Liberibacter appeared in Florida orange and lemon groves nearly ten years ago and spread to California and Texas in 2012. Whatever effort American agritechnologists are prepared to make to cure damaging diseases in the Third World, they really perk up when American farms are at risk - not least because people are prepared to pay big money to save US livelihoods. One angle is to treat the bacteria with systemic anti-biotics - penicillin will do for a start because there is (as yet) no antibiotic resistance. Although this is really hard to determine because you can't grow it in the lab and apply a variety of antibiotic disks to see which will work. The reduced genome size gives promise that this approach may work: the genes to build resistance may not be there.  I am going to task a final year project student this year to search the Liberibacter genome for anti-biotic resistance genes and transport systems.

It is a bloomin' marvellous wonder of biotech that, although nobody can grow the bacterium in a laboratory, they have nevertheless been able to sequence the whole genome and make that publicly available. This allows us to find out a lot about the capabilities and modus operandi of pretty much any bacterium - unculturable members of your intestinal flora for example or the microbiome of a potato field in Wexford.

How did HLB arrive in Florida? Nobody knows, but it's Lombard Street to a china orange, that some farmer imported a highly productive cultivar of citrus trees from a far-off place and reaped a whirlwind of destruction for himself and his neighbours. One of the messages being given out to the public is not to take slips from citrus trees and don't transport them across county lines. But that's dealing with bigger-than-a-breadbox transporters of contamination and it's having a trivial impact on the spread.
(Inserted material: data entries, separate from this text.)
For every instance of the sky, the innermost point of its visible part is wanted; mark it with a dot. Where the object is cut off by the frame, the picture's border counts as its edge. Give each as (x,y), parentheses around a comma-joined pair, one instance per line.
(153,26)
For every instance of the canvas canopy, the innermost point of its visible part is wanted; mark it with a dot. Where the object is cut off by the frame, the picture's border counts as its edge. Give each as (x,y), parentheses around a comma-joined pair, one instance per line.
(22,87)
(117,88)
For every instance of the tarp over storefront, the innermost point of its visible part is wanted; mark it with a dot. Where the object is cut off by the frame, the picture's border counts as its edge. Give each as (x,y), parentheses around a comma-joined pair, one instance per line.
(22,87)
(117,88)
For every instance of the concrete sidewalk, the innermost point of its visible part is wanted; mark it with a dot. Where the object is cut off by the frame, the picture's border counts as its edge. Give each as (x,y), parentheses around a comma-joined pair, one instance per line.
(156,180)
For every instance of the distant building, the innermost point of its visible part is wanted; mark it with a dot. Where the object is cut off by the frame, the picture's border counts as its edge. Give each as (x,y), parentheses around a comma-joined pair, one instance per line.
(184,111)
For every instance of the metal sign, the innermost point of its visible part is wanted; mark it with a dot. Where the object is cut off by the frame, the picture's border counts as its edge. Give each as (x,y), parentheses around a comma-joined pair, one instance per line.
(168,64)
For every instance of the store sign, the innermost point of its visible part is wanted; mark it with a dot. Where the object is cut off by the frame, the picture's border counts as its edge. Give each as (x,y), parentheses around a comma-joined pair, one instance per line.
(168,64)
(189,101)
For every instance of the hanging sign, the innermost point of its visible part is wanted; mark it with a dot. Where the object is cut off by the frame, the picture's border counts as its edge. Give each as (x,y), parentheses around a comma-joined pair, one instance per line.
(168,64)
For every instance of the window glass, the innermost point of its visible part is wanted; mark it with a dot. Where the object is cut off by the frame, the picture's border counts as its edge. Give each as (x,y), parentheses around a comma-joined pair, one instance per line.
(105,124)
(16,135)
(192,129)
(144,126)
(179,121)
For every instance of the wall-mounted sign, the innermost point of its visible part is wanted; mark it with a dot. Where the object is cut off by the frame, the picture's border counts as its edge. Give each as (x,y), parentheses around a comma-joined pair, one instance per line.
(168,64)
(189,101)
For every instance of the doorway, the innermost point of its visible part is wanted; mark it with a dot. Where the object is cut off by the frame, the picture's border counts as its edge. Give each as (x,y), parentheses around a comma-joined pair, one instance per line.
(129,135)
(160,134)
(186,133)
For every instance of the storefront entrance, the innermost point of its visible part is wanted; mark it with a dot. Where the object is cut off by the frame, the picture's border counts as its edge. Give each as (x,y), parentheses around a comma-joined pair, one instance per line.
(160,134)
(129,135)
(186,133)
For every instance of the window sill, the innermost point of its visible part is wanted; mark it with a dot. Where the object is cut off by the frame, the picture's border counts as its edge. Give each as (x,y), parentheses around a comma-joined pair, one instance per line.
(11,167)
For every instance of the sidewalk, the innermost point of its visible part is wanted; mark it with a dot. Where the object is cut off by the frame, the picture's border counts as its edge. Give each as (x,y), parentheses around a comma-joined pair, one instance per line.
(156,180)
Other creatures have noticed the nutritious qualities of phloem notably hemipteran sucking insects including the Asian citrus psyllid, Diaphorina citri [R getting its mouth-parts wet] which is native to China but has popped up in a wider swathes of US states than those which have know out-breaks of HLB. It seems only a matter of time before D. citri in Alabama or Louisiana take a trip to Texas and bring back a foul holiday souvenir. The USDA has in the past had a tendency to spray crops with insecticides, which I have deprecated as an Almaric Solution. For starters, killing D. citri in this butcher's way will likely kill Brachygastra mellifica, the Mexican honey wasp, which has a taste for psyllids and an uncanny ability to seek and out and consume D. citri in the foliage of citrus groves.

But wait! What about Wolbachia? We've seen that other alpha-proteobacteria being put to good use against insect vectors for Zika and Dengue Fever and river-blindness parasitic nematodes. I am happy to report that one of the prize-winning post-graduate students from The Institute has just graduated and secured a 2 year contract to work in Kentucky for a company that has HLB in its sights.